Discover the story behind CORIAL's "Zero Pills" movement: how it started, why it works, and how it can transform your relationship with functional nutrition.
Quick Answer
What does "Zero Pills" mean?
Zero Pills is CORIAL's philosophy: to create functional foods that replace traditional supplements (capsules, powders, pills). The idea is simple—instead of taking supplements, you eat food you already want to eat anyway.
How does it work in practice?
Each CORIAL product corresponds to a supplement people typically buy. Collagen Coffee replaces collagen capsules. Protein Pancakes replace protein powder. Protein Oats replace shakes. And so on. Compliance jumps from 30% to 95%.
Does it actually work?
Yes. The secret is that consistency is more important than dose. A person who takes protein powder 1-2x/week for 3 months benefits less than someone who eats a protein pancake 5-6x/week for 1 year. CORIAL transforms supplements into foods that naturally fit into real life.
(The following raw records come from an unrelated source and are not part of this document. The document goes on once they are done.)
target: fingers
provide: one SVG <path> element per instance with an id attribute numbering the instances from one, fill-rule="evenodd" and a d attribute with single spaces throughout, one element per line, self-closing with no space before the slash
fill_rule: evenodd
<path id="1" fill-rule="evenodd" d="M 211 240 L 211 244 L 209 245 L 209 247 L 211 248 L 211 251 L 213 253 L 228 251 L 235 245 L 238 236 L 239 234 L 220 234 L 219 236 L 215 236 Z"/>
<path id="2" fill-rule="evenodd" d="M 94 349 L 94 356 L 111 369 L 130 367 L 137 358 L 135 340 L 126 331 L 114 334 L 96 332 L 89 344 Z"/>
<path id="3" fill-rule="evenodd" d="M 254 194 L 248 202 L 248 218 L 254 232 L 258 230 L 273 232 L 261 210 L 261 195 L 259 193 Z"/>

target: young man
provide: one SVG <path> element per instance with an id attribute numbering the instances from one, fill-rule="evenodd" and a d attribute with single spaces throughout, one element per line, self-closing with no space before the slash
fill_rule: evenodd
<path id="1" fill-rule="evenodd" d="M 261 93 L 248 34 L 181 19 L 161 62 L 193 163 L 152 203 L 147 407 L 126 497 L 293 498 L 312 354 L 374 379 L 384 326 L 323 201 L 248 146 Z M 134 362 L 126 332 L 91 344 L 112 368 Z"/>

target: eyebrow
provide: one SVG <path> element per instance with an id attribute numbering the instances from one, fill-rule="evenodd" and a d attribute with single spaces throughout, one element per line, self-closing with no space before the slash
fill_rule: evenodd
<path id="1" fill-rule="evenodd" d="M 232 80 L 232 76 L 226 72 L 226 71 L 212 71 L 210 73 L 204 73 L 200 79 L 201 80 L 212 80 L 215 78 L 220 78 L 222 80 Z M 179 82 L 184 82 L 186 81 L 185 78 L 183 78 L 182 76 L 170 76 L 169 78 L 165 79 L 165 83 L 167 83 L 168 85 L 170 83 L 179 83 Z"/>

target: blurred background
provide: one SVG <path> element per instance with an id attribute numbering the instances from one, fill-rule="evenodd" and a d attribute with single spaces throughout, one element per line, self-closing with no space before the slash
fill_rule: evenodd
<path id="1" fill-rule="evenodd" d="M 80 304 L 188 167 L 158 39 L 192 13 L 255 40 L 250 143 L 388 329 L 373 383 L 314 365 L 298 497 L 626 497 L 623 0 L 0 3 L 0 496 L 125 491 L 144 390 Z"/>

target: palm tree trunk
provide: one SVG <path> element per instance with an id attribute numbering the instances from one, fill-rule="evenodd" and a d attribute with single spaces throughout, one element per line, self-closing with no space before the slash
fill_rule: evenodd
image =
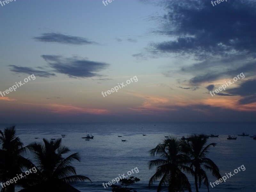
<path id="1" fill-rule="evenodd" d="M 197 175 L 196 172 L 195 172 L 195 184 L 196 185 L 196 192 L 199 192 L 198 186 L 197 186 Z"/>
Chapter 1: The Problem Nobody Wants to Admit
The Supplement Industry's Dirty Secret
Approximately 68% of Portuguese people consume food supplements [1]. Several million euros worth of capsules, powders, and pills enter homes every year.
But here’s the uncomfortable truth: 50% of supplement users stop taking them within 3 months [1].
It’s not because the supplements don't work. It’s because they don’t fit into real life. Capsules are inconvenient. Powders require equipment (a shaker). Consistency is difficult. Taking 10 collagen capsules daily is annoying. Then month 2 comes, and the capsules gather dust in a drawer.
The Supplement Paradox
There's a fascinating paradox here:
The more "concentrated" a supplement is, the less sustainable its intake.
A protein powder offers 30g of protein in a scoop. It seems efficient. But it requires a shaker, cleaning, time. The person who buys it gives up in 2 months.
A protein pancake with 39g protein/100g of protein is real food. It's less "concentrated" per gram, but it fits into breakfast. The person eats it every day for 1 year.
Simple math: Protein powder: 30g × 2 times/month for 3 months = 180g ingested. Protein pancake: 31g × 5 times/week for 1 year = ~8,000g ingested.
The pancake wins by 44x.
The Insight That Gave Birth to CORIAL
In 2022, Guilherme was in his garage in Esposende, analyzing this problem. He had a chocolate bar, a coffee, and a tub of collagen powder. And he thought:
"What if I could dissolve this powder in coffee? It wouldn't be a supplement. It would just be improved coffee."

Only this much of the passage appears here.